Cartoon by Dan Wasserman

Lawmakers Want to Know: WTF Is Jared Kushner Doing?

By Alison Durkee 

Vanity Fair: White House adviser and First Son-in-Law Jared Kushner has been taking some time from his busy schedule of achieving peace in the Middle East and fixing immigration to lend a hand on the coronavirus pandemic in recent weeks, creating his own “shadow task force” and jumping into the federal government’s botched effort to distribute life-saving medical equipment. But as with much of Kushner’s work, it’s not totally clear what his actual role is in all of this—and whether or not he’s screwing everything up. Democratic lawmakers are asking FEMA to give some clarity into the agency’s coronavirus response and Kushner’s role within it, as two House committees sent a letter Tuesday to FEMA administrator Peter T. Gaynor that asks the agency to turn over documents and communications about their efforts to acquire and distribute medical equipment.

Reps. Bennie Thompson and Carolyn Maloney, who chair the House Committees on Homeland Security and Oversight and Reform, respectively, wrote in their letter that they want to better “understand current federal processes” for getting medical equipment like personal protective equipment and ventilators to states and territories, given the current issues plaguing the system.
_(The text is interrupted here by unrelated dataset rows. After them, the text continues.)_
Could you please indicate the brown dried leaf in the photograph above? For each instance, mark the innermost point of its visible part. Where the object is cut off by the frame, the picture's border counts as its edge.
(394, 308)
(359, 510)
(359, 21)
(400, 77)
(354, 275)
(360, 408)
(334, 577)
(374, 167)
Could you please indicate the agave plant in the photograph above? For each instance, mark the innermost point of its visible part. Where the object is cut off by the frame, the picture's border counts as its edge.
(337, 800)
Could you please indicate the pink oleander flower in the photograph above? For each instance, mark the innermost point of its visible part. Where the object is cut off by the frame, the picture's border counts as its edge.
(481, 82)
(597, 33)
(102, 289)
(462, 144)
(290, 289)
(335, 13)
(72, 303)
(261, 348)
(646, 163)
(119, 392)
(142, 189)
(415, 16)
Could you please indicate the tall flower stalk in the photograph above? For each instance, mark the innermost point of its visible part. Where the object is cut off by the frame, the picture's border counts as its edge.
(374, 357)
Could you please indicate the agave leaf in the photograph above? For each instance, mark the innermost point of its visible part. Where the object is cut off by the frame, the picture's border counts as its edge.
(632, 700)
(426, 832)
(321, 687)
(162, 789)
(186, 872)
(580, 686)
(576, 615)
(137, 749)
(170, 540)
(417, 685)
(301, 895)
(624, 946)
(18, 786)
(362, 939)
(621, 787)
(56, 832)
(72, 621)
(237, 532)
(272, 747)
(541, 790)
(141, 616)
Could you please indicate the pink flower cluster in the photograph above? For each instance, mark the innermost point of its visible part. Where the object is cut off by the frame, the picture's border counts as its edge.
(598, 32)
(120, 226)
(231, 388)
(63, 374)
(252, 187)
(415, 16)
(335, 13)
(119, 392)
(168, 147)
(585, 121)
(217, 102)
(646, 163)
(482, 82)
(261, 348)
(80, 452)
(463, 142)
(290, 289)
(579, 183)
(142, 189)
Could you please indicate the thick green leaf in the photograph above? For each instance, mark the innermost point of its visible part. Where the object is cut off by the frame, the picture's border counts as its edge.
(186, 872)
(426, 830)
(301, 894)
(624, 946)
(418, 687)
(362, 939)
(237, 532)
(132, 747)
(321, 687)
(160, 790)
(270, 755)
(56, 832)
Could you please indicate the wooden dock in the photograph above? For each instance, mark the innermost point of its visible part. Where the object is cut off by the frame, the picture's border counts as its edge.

One area of particular interest is “the role of Jared Kushner in managing FEMA’s operational efforts,” seeing as how the First Son-in-Law—who has no background in public health and solicited suggestions for the coronavirus response via Facebook group—is “unclear about basic facts.” The lawmakers wrote that they “do not understand” Kushner’s supposedly “integral” role in the agency's work, noting the adviser’s recent false assertion that the Strategic National Stockpile of medical equipment is “supposed to be our stockpile—it’s not supposed to be state stockpiles that they then use.” Kushner, as the lawmakers describe, has also garnered concern by shrugging off governors’ pleas for ventilators and insisting he knows better what each state needs. “I’m doing my own projections, and I’ve gotten a lot smarter about this. New York doesn’t need all the ventilators,” Kushner said at a White House meeting, my colleague Gabriel Sherman reported, before saying at a recent press briefing that some governors are just poor “managers” who “don’t know what’s in their state.”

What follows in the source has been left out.